From Facebook's point of view, the receipt of the data is at least somewhat transparent. It is true that users must opt-out to confirm that their information should not be used for advertising purposes on the platform. But at least this option exists and Facebook's data policy discloses the use of third-party data.

However, only the use of specific apps such as Grindr, Tinder, MuslimPro, Kwit or Pregnancy + is a personal user definition. Strictly speaking, the fact that the data for using such apps are transferred to Facebook as soon as they are started and without a click is contrary to the GDPR. The definition of personal data in Article 4, Paragraph 1 corresponds in this context, because they are:

all information that relates to an identified or identifiable natural person (hereinafter "data subject"); A natural person is regarded as identifiable who can be identified directly or indirectly, in particular by means of assignment to an identifier such as a name, an identification number, location data, an online identifier or one or more special features that express the physical , physiological, genetic, psychological, economic, cultural or social identity of this natural person.

According to Article 5, Paragraph 1 of the GDPR:

processed in a lawful manner, in good faith and in a manner that is understandable for the data subject (, lawfulness, processing in good faith, transparency ‘);

which can hardly be guaranteed if the user has not even gotten a glimpse of the app.
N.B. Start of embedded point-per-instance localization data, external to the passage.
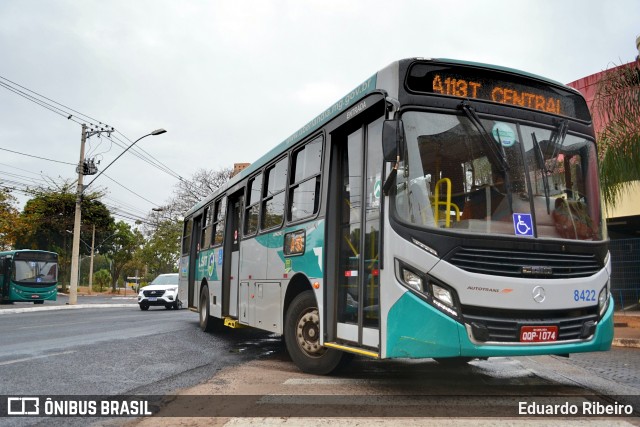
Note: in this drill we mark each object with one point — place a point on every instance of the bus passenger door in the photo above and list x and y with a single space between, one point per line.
231 270
194 288
357 226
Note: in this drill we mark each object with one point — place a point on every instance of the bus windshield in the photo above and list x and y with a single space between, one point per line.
497 177
35 271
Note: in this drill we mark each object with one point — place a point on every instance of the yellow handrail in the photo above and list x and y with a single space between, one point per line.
448 205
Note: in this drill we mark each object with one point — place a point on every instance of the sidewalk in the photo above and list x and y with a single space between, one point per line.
626 331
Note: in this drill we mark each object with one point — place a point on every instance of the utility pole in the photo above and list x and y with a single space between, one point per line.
88 168
75 250
93 244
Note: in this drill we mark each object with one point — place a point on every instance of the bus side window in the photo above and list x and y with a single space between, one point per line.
304 189
186 236
253 206
205 234
218 222
273 204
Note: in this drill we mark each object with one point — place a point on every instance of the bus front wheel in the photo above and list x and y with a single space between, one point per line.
302 338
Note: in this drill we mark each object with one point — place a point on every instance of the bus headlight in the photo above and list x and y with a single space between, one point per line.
603 299
412 279
442 294
431 290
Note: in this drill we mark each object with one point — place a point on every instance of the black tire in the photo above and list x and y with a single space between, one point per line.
453 361
208 323
302 338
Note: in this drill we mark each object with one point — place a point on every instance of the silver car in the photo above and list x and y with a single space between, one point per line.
162 291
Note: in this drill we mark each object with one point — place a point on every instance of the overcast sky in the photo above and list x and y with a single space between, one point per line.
228 80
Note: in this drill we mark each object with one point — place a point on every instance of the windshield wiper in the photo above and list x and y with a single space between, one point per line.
498 156
543 169
558 136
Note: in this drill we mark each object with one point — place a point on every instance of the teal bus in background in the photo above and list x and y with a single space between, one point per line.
28 276
442 209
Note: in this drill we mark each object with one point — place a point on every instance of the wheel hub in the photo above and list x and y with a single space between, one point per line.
308 333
In addition, there is no mention of the privacy policy for the smoking cessation app, Kwit, Facebook. It also states that the data is only available for Kwit itself:

Personal data collected through the platforms are reserved exclusively for Kwit, who may communicate the personal data of the Persons Concerned in order to provide support, perform satisfaction surveys and carry out statistical studies.

Political groups are also interested in profiling app and social users

Finally, one may wonder how legitimate it is to share and process such sensitive data, even if it does not violate any regulation or directive. One should not be under the illusion that a company like Facebook does not save and use such valuable information as the apps present it to them. Even if you currently reject personalized advertising. Because Facebook's business model is based on data, but not primarily on its security.

This is where the crux for the users begins: this data is just as valuable for other parties and the user data specially generated on the platform are increasingly falling into the hands of other parties. The consequences are initially highly personalized ads or content suggestions. But woe to you, this data is used for other purposes. Political groups are also interested in profiling app and social users. You don't have to hear Mark Zuckerberg or Sundar Pichai testify before the US Congress.